Guessing it's a treehopper or a planthopper... 
 Those beautiful wings are almost iridescent.

Ladybird beetles are having a banner year. 
Maybe because it didn't freeze forever so there are 10 million aphids.

Update: best guess is convergent lady beetle, Hippodamia convergens.

Mayfly. Pretty intricate, when you look closely.
 the Ephemeroptera order.

Update: it may be a female Callibaetis ferrugineus hageni,
one of the small minnow mayfly species
(btw, the photo at that link is AMAZING).

I remember from water quality monitoring (looking at benthic macro-invertebrates),
finding this species indicated good water quality. =)


See?!? EASY.

That's the point:
photograph, post, guess & go.

=) Happy Summer Bug Time!


Saturday, May 31, 2014

Returning home late last night fm. fieldwork, I see this out the bathroom window

Some little greenish light glowing from the grass.

Is it a shiny beetle, spotlighted by the bathroom light?
Did my husband drop his cellphone?

So, despite the late hour, I go out w/fast fading flashlight, and see this:
Just a wee thing, and here you can see the bum-bum glowing (left)
despite the bright flash I'm using.

It's a California glowworm! Maybe Ellychnia californica, tho' I really don't know.
It's much smaller than I thought it would be.

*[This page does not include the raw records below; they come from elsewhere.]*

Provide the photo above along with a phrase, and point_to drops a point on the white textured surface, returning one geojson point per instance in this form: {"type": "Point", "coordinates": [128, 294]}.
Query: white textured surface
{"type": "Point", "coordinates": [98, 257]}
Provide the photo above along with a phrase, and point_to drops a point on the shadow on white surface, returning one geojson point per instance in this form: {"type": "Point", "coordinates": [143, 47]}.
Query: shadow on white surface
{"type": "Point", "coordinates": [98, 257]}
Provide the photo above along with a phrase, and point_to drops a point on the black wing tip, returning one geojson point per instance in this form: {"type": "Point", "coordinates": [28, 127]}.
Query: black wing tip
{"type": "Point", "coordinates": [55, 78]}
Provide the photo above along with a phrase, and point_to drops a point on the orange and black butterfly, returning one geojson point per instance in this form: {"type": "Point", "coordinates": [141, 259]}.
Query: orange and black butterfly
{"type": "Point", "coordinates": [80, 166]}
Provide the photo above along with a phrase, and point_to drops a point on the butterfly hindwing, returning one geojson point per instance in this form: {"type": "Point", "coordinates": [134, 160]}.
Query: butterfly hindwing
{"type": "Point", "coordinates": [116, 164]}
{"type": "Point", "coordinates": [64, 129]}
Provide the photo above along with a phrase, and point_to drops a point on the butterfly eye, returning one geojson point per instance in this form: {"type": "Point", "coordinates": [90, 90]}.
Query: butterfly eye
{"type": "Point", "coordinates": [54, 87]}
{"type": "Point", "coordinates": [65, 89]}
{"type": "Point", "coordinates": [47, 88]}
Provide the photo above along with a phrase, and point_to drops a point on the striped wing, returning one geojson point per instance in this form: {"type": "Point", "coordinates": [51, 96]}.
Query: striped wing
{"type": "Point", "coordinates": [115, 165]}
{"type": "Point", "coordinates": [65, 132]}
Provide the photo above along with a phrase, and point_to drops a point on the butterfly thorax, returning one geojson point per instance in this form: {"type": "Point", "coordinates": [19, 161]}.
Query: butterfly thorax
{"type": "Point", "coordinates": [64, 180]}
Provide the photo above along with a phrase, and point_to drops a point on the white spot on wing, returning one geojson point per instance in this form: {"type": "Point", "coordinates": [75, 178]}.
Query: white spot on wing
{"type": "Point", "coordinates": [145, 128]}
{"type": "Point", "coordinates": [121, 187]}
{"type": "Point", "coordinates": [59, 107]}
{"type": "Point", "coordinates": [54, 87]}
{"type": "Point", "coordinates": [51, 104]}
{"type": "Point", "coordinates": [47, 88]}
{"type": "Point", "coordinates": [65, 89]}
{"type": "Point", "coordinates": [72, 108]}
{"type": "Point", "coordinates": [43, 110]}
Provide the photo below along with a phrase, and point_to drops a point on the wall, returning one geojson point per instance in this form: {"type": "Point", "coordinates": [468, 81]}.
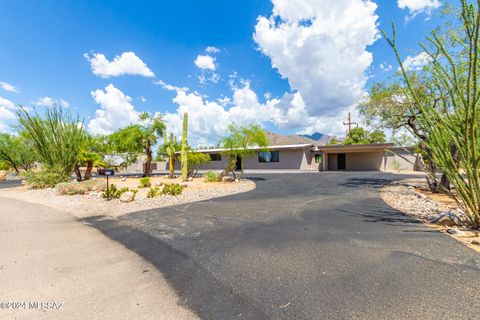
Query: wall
{"type": "Point", "coordinates": [362, 161]}
{"type": "Point", "coordinates": [401, 160]}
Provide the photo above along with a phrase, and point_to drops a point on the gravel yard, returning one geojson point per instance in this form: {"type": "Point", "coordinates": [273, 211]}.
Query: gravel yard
{"type": "Point", "coordinates": [411, 197]}
{"type": "Point", "coordinates": [92, 204]}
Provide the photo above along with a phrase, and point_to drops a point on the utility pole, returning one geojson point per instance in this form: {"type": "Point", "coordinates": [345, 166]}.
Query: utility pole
{"type": "Point", "coordinates": [349, 123]}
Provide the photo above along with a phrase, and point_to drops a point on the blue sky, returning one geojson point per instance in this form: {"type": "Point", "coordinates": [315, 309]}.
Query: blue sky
{"type": "Point", "coordinates": [295, 66]}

Here it is the next day, by my pinky (appropriately enough):

Honestly, SUPER thrilling for me.
I NEVER thought I'd get to see one.

Cute little face...

Myrmecos has an interesting blog entry
about how glowworms, which are actually beetles,
 retain their larval form into adulthood.
An uncommon strategy, as you might imagine.

I feel super fortunate to have seen this very interesting animal.

So, this a.m. I had to relocate it 'cause of Bear's weed whacking plans.
A little later, having learned that it prefers moist habitat,
I return to its dry location to move it to damper spaces.

And cannot find it.
Make several attempts, sifting through leaf litter.

Then I see a shadow move in front of my head.
Looking up slowly, I see a female western bluebird watching me closely.
Silently, from six feet away...


She was probably looking to see if I was going to lay out
any additional tasty pink morsels for her.

Drat. =( My bad.

Well, perhaps the glowworm is now part of
a tiny western bluebird chick?

Next time I relocate something larval-looking,
I'll be sure & hide it from busy bird parents.